The financing has four tranches:

  • International commercial tranche – Japan’s Sumitomo Mitsui Banking Corporation (SMBC), Bank of Tokyo Mitsubishi UFG and Germany’s KfW.
  • Local Islamic tranche – National Commercial Bank
  • Export credit agency tranche with Korean institutions
  • An Islamic tranche from the Jeddah-based Islamic Development Bank ($105m)

Spain’s Banco Santander and France’s Credit Agricole are not participating in the transaction as previously announced by the Saudi Electricity Company (SEC).

A joint venture of SEC and state-owned oil and gas giant Saudi Aramco awarded the main contract to UK/France’s Engie to develop the power and steam plant in July 2016.

The 1,504MW IPP will be built on a build, own, operate and transfer (BOOT) basis.

The special project vehicle is 30 per cent owned by SEC, 30 per cent by Aramco and 40 per cent by the private sector partners.
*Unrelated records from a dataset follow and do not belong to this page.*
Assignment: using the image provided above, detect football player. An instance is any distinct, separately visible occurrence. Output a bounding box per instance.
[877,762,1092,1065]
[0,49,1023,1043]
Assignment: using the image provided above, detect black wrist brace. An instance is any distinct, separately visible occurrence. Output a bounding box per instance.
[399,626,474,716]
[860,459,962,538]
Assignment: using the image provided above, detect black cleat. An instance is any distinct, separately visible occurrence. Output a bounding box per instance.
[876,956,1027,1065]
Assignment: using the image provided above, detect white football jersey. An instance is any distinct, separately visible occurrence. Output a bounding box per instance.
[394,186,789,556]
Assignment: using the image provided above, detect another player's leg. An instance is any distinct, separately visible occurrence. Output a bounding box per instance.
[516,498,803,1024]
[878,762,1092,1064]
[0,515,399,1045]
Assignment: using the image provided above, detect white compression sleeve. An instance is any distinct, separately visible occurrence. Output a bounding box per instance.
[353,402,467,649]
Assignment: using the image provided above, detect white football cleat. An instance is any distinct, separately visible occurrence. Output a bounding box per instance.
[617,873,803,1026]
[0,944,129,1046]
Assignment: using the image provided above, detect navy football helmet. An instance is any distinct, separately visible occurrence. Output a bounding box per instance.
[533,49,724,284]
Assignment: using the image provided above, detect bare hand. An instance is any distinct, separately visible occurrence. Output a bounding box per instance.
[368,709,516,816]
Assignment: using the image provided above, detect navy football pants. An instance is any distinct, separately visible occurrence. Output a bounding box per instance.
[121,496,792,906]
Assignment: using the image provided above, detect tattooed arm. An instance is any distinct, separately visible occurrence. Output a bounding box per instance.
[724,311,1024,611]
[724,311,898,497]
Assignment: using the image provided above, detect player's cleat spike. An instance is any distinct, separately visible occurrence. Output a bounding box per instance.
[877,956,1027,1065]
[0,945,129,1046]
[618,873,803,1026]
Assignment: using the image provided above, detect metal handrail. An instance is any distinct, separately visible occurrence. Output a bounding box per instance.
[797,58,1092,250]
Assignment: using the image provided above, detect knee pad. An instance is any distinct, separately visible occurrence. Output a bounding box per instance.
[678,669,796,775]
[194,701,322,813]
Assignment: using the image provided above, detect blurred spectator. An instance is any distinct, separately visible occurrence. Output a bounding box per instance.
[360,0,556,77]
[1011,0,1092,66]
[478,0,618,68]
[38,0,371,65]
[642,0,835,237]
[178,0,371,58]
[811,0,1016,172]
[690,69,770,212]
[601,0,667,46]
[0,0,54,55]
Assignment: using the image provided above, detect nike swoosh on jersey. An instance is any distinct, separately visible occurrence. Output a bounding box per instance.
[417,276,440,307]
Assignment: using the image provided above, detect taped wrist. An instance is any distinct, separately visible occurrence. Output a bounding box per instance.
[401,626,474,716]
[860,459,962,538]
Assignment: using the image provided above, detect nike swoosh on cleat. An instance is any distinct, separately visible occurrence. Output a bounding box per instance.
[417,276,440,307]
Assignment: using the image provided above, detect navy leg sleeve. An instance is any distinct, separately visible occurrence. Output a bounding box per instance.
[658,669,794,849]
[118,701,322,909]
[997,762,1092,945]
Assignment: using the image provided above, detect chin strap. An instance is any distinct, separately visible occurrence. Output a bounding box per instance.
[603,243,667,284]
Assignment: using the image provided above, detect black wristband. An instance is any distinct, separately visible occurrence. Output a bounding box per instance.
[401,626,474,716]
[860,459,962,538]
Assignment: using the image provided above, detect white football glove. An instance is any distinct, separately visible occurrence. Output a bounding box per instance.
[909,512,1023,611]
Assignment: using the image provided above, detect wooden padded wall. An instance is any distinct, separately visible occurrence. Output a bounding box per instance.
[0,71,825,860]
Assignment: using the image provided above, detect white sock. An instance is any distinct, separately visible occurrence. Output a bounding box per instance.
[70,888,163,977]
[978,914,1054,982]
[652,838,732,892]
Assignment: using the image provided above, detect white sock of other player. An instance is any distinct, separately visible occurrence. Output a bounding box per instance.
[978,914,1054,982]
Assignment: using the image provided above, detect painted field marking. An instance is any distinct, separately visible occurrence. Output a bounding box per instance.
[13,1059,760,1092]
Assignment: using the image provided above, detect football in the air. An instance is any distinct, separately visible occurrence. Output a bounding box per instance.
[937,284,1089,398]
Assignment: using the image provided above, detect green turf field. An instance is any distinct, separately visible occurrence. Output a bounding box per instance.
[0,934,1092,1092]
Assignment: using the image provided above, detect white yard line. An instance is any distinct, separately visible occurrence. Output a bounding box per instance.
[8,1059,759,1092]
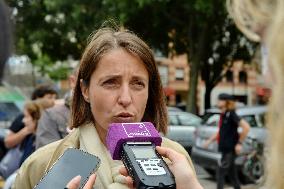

The EPC contractor in the Engie consortium is South Korea’s Doosan.

The cogeneration project is scheduled to be developed on a 20-year power, water and steam purchase agreement (PWSPA), with Aramco the offtaker for the steam and water components and SEC the offtaker for the produced electricity.

The proposed IPP will have steam capacity of 3,190,000 pounds an hour and water production capacity of 768.8 tonnes an hour

The IPP is scheduled to become operational by December 2019.